= John Wedderburn (poet) =

Scottish poet and theologian (ca. 1500–1556)

John Wedderburn (ca. 1500 – 1556) was a Scottish poet and theologian.

==Life==
The second son of James Wedderburn and Janet Barry, he was born in Dundee about 1500. He studied at the pædagogium (afterwards St Mary's College), St Andrews, graduated B.A. in 1526 and M.A. in 1528. While at college he came under the teaching of John Mair (1469–1550) and Patrick Hamilton the martyr, and, like his elder brother, became an ardent reformer. Returning to Dundee, he was placed under the tuition of Friar Hewat of the Dominican monastery there, and he took orders as a priest. He was chaplain of St Matthew's Chapel, Dundee, in 1532.

Having the gift of poetry, he joined with his two brothers, James and Robert, in composing ballads directed against Roman Catholicism, and in 1538–9 he was accused of heresy. They wrote a number of sacred parodies on popular ballads, which were published apparently at first as broadsheet ballads, and were afterwards collected and issued in 1567, under the title Ane Compendious Booke of Godly and Spirituall Songs collected out of sundrie partes of the Scripture, with sundrie of other Ballates changed out of prophaine sanges, for avoyding of sinne and harlotrie, with augmentation of sundrie gude and godlie Ballates not contenit in the first editioun. Only one copy of the edition of 1567 is known to exist, and there is no clue to the date of the first edition referred to on its title-page. As some of the songs plainly refer to incidents that took place in Scotland about 1540, the theory that these were circulated as broadsheets is not unreasonable.

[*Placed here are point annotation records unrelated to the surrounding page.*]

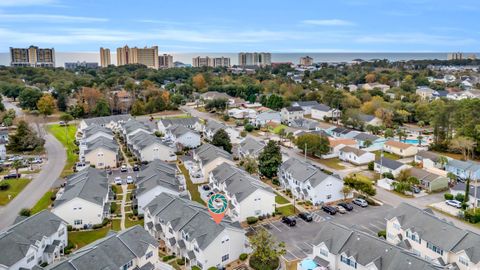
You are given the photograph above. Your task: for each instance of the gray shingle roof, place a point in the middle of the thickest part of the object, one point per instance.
(110, 252)
(89, 184)
(189, 217)
(17, 239)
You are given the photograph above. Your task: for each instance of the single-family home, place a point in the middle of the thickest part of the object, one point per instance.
(193, 123)
(433, 238)
(384, 165)
(155, 178)
(322, 111)
(83, 202)
(187, 229)
(250, 147)
(247, 195)
(355, 156)
(32, 241)
(430, 181)
(133, 248)
(400, 149)
(182, 136)
(308, 182)
(291, 113)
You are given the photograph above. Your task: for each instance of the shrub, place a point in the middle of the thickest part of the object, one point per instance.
(252, 220)
(448, 196)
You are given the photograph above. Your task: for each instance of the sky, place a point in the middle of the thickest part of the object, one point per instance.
(243, 25)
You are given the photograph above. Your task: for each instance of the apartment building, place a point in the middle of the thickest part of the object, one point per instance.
(32, 56)
(145, 56)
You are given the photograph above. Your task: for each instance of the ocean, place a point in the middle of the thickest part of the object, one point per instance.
(62, 57)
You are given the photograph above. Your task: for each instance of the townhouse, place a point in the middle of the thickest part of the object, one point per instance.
(400, 149)
(433, 238)
(355, 156)
(308, 182)
(155, 178)
(247, 196)
(342, 248)
(83, 202)
(187, 229)
(133, 248)
(33, 240)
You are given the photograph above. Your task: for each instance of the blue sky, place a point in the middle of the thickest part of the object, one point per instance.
(246, 25)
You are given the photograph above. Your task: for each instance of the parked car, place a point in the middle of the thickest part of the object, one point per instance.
(290, 221)
(347, 206)
(118, 180)
(12, 176)
(306, 216)
(360, 202)
(329, 209)
(454, 203)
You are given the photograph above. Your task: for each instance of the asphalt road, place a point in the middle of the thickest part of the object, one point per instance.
(51, 170)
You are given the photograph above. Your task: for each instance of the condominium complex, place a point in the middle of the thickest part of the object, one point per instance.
(145, 56)
(254, 59)
(306, 61)
(165, 61)
(32, 57)
(105, 59)
(210, 61)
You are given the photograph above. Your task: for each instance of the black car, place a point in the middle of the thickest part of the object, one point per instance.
(290, 221)
(306, 216)
(347, 206)
(329, 209)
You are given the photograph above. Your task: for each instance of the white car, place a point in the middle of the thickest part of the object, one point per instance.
(454, 203)
(118, 180)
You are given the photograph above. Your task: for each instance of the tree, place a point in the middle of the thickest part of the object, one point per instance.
(221, 139)
(46, 105)
(315, 144)
(270, 159)
(266, 251)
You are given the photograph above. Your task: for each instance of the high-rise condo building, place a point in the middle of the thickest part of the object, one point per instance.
(105, 59)
(145, 56)
(165, 61)
(32, 57)
(306, 61)
(254, 59)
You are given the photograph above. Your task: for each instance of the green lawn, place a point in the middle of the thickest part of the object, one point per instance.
(192, 188)
(44, 202)
(280, 200)
(66, 135)
(83, 238)
(16, 186)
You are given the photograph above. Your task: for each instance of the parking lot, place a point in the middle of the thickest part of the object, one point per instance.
(299, 239)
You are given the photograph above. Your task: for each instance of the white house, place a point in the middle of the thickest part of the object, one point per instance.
(308, 182)
(33, 240)
(158, 177)
(187, 229)
(83, 202)
(247, 196)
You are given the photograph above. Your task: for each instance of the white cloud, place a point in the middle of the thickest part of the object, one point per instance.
(329, 22)
(48, 18)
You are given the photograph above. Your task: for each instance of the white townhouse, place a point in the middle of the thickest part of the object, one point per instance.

It is not known whether he stood his trial, but he was certainly convicted and his goods forfeited and given over to his youngest brother Henry, on payment of a small sum to the king's treasury. About 1540 Wedderburn made his way to the continent, and remained some time at Wittenberg, then the chief centre of the reformers. In 1542 he returned to Scotland, and, in conjunction with John Scott or Scot (fl. 1550), printer in Dundee, began publishing the ballads which he and his two brothers had composed against the Roman Church.

That he had the largest share in writing these ballads seems probable from the fact that many of them are framed on German models with which he would be familiar. It was expected, after the death of James V, that the governor Arran would be favourable to the Protestants, but this hope was not realised, and several Acts of Parliament were passed forbidding the publication of these ballads, which were known as "the Dundee Psalms".

Wedderburn was in Dundee in the early part of 1546, but was forced to flee to England in that year to avoid prosecution, and he died there in exile in 1556.